Mirror of the Rel4tion website/wiki source, view at <http://rel4tion.org>

[[ 🗃 ^yEzqv rel4tion-wiki ]] :: [📥 Inbox] [📤 Outbox] [🐤 Followers] [🤝 Collaborators] [🛠 Commits]

Clone

HTTPS: git clone https://vervis.peers.community/repos/yEzqv

SSH: git clone USERNAME@vervis.peers.community:yEzqv

Branches

Tags

master :: projects / wiki /

markdown.mdwn

Usage of Markdown in the Wiki

Markdown is not an official standard, and there are many many implementations, and many different extensions. That’s not all: The implementations are not compatible, i.e. there is a long list of Markdown features which different implementations parse in different ways.

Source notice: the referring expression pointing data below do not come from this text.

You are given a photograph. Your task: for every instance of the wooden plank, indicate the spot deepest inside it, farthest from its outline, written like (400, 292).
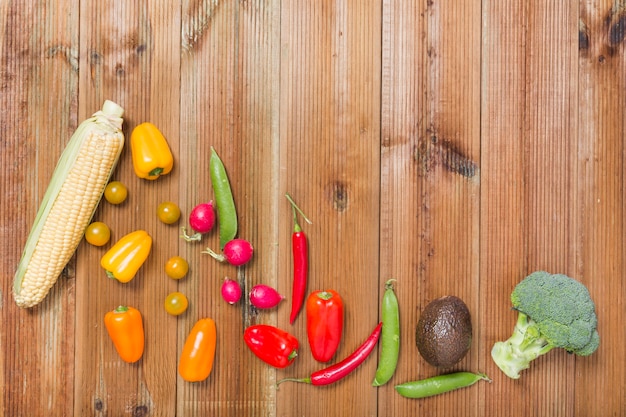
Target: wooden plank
(601, 167)
(528, 222)
(129, 55)
(330, 124)
(39, 97)
(454, 146)
(430, 179)
(229, 70)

I’m going to need Markdown for 3 things:

  1. The project wiki I will run
  2. Files in the semantic file system based on the Kiwi models
  3. Working with the content stored by a Kiwi file system, both locally and on a Kiwi-based wiki platform

For 1, using the Markdown converter provided by the wiki software is fine. The conversion doesn’t change the Markdown sources, so I can always switch implementation of there are problems.

For 2, whatever is installed on the user’s computer can be used. Once the file system is in place, any GNU/Linux distribution can be installed and any software can be used.

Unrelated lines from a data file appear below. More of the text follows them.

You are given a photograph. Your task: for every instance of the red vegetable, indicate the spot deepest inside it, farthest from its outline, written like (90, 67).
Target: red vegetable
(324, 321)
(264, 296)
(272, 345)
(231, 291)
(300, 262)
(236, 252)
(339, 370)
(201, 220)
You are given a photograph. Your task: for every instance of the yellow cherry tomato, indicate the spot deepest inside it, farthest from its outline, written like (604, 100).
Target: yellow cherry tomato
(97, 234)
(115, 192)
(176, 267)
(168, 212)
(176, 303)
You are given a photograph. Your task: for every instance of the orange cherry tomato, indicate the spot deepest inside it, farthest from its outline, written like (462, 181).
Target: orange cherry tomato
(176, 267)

For 3, I need to have precise rules and tools. This is where the work is. I’ll need my software to support UTF-8, support creation of RTL webpages from the Markdown sources, support non-standard features conditionally, support converting in a modular manner to and from other formats, support security features to avoid allowing users create HTML files with embedded JS code which does bad things or XSS attacks and so on.

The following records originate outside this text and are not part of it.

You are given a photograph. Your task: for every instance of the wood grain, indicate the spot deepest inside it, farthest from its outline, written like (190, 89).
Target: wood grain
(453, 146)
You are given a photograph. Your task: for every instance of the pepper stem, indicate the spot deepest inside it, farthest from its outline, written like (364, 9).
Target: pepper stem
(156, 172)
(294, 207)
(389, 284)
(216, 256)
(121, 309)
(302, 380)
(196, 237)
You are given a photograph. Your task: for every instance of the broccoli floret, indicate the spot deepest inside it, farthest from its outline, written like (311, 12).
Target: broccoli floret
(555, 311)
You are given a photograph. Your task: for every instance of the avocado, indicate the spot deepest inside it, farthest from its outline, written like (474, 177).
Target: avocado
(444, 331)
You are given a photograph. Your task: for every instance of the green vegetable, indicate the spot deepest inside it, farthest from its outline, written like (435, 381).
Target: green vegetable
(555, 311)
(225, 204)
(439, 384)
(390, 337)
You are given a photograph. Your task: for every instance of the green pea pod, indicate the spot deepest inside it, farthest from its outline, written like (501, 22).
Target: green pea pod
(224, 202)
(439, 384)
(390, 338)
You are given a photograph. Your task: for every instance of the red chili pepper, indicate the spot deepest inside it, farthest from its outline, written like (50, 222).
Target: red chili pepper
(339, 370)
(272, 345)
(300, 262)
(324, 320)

First, here is an important design rule to follow IN THE ENTIRE PARTAGER PROJECT:

Always prefer the most reusable and modular solutions, and don’t worry about optimal performance: Computers become faster and faster all the time anyway. Performance becomes an issue only when the software is too slow to solve the problem is was made to solve.

The meaning of this when applied to the Markdown issue is:

  1. Use a general modular anything-to-anything document conversion tool
  2. Try to use a Markdown parser based on a PEG grammar with callbacks, so it can easily be reused and extended
  3. Supply an XHTML writer as well as an HTML writer

Things I need to do: Write a document explaining how to write Markdown in this wiki. But first choose a Markdown syntax for this wiki. So here it is: I’m going to start with the original syntax described by John Gruber. However, I will define some extra rules.

Plan

Parser Configuration Block

First, I want my Markdown files to support features conditionally. For example, some text files are limited to 80-character lines, so line breaks can be optionally ignored when converting to HTML. But in texts which aren’t, ignoring them may not be wanted. This should be controlled inside the file or using commandline options or both.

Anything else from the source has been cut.